Report: Sebastian Gorka Delivered ‘Tirade’ on Islam to Army Students

The expert’s expert. Photo: Mark Wilson/Getty Images

In August, White House chief of staff John Kelly reportedly said that he didn’t know what then–deputy assistant to the president Sebastian Gorka actually did all day, other than to “go on TV sometimes.” But a BuzzFeed report on Friday morning shows that the plummily accented ideologue occasionally did more than advance conspiracy theories on cable news programs.

Just before Kelly dismissed him from the White House, Gorka delivered a long, incendiary speech to elite students at the U.S. Army’s special operations school on his favorite subject: Islamic terror.

Military officials invited him to speak at the Special Forces Warrant Officer Institute on August 9 to students studying unconventional warfare, and Gorka gave the lecture, titled “Transnational Terrorism/Insurgent Ideology,” from the White House via video link to students in Fort Bragg.

The speech, which a U.S. Army special-operations officer called “classic Gorka” and another called a “tirade,” covered “the war in Afghanistan, Sharia law, radical Islamic terrorism, and the Trump administration’s aggressive policies to counter and ‘defeat it all,’” according to the report.

Gorka was set to deliver the same address the next day in a grander setting — a large auditorium at the U.S. Army John F. Kennedy Special Warfare Center. But then John Kelly got involved:

Two special operations officers said they were told by their superiors that Marine General John Kelly, the White House chief of staff, prohibited Gorka from speaking in a public setting while he was still employed as the deputy assistant to the president. Not long after his classified talk, Gorka took some time off. While he was on vacation, Kelly revoked Gorka’s security clearance.

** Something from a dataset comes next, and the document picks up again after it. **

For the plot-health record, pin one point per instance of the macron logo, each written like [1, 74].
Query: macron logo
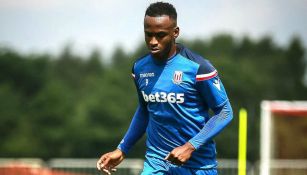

Gorka, who has been linked to an anti-Semitic Hungarian nationalist group, was one of the most strident anti-Islam voices in the Trump administration during his brief term, reportedly winning over the president with his frequent, pugilistic TV appearances. But his job was so loosely defined that there was frequent speculation about what, if any, influence he held. And his credentials and approach to the problem of terrorism were widely questioned by many national security experts, not to mention his own PhD adviser. Once Kelly replaced Reince Priebus as White House chief of staff, Gorka’s days were numbered.

Since getting the boot from the Trump team, though, Gorka has remained firmly loyal to the president. He has also retained his knack for staying in the headlines.

On Thursday, Gorka told Newsweek that he and Steve Bannon helped write President Trump’s Tuesday speech to the U.N. General Assembly, in which Trump threatened to destroy North Korea and called Kim Jong-un “Rocket Man.”

“The individual who wrote that speech — and it’s not the person they normally say it is — came to Steve and myself and sat in Steve’s office with me before we left the White House and we consulted with him on what that speech should be about,” Gorka said.

The White House pushed back hard, maintaining that Trump’s bellicose address was written by Gorka-style immigration hawk and West Wing survivor Stephen Miller.

“The speech was 100 percent written internally and all consultation and edits were sought and received by senior staff and cabinet secretaries,” National Security Council spokesman Michael Anton told Newsweek. “Nobody outside the administration had any input.”

Of course, given that the White House is known for its adherence to facts perhaps even less than the self-puffery-prone Gorka is, it’s tough to say whom we should believe.